If there was any lingering doubt about Ohtani's readiness to be a traditional starting pitcher at the outset of this season, his six innings of one-hit ball on Tuesday should have erased it. Despite not pitching in his first spring training game until March 18, eight days before Opening Day, Ohtani is already a full-fledged member of this rotation, with the expectation being that, assuming good health, he will occupy a spot all season.

"The desire is high, and I think it's realistic," Roberts said of Ohtani going wire-to-wire as a starting pitcher, part of his grander ambitions to win a Cy Young Award. "Then the bigger question is: How are we going to manage that and navigate it?"

It will consist mostly of additional days of rest. The Dodgers are opening this season with seven Thursday off-days in nine weeks, and they'll use them to give Ohtani additional time between starts. Ohtani's second pitching start is expected to come on Wednesday, at which point he'll take the mound on seven days' rest. Expect that to be the norm. In his three-year run as a two-way player with the Los Angeles Angels from 2021 to 2023, Ohtani never started on the traditional four days' rest and made 40 of his 74 starts after at least six days off.

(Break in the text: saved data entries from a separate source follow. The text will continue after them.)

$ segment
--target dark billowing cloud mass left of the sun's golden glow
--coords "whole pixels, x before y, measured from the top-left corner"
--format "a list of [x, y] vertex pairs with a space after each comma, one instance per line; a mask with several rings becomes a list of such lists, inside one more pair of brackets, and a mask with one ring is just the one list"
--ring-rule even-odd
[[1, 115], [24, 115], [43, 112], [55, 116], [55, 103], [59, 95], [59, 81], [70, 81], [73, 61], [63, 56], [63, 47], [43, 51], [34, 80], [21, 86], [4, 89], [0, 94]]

Ohtani will be in the lineup every day. When he's pitching, he will be as unrestricted as any other starting pitcher. The only real way to manage his workload is to maximize his time between starts -- a pursuit made easier by the Dodgers' pitching depth.

How pitching impacts Ohtani's offense is also worth monitoring. Here's what the numbers -- in this case, OPS -- tell us.

What can we conclude from this? It's hard to say. Some years Ohtani hit really well on his start days, some years he didn't. Some years there seemed to be a toll the day after his starts, some years not so much. Teams rely far more heavily on internal metrics and biomechanical data to determine their players' fatigue, not batted-ball outcomes. The Dodgers will do the same. Roberts said performance -- good or bad -- will not alter Ohtani's pitching schedule. The additional rest will simply be baked in, at least while it's feasible.

It's something Ohtani expects.

"I believe the team should be prioritizing Yoshinobu, Glasnow, and Snell when he's back," Ohtani said through an interpreter. "So, I think it's easy to kind of fit me into that schedule whenever the team feels that's a good thing. What's most important is that we're all healthy in October."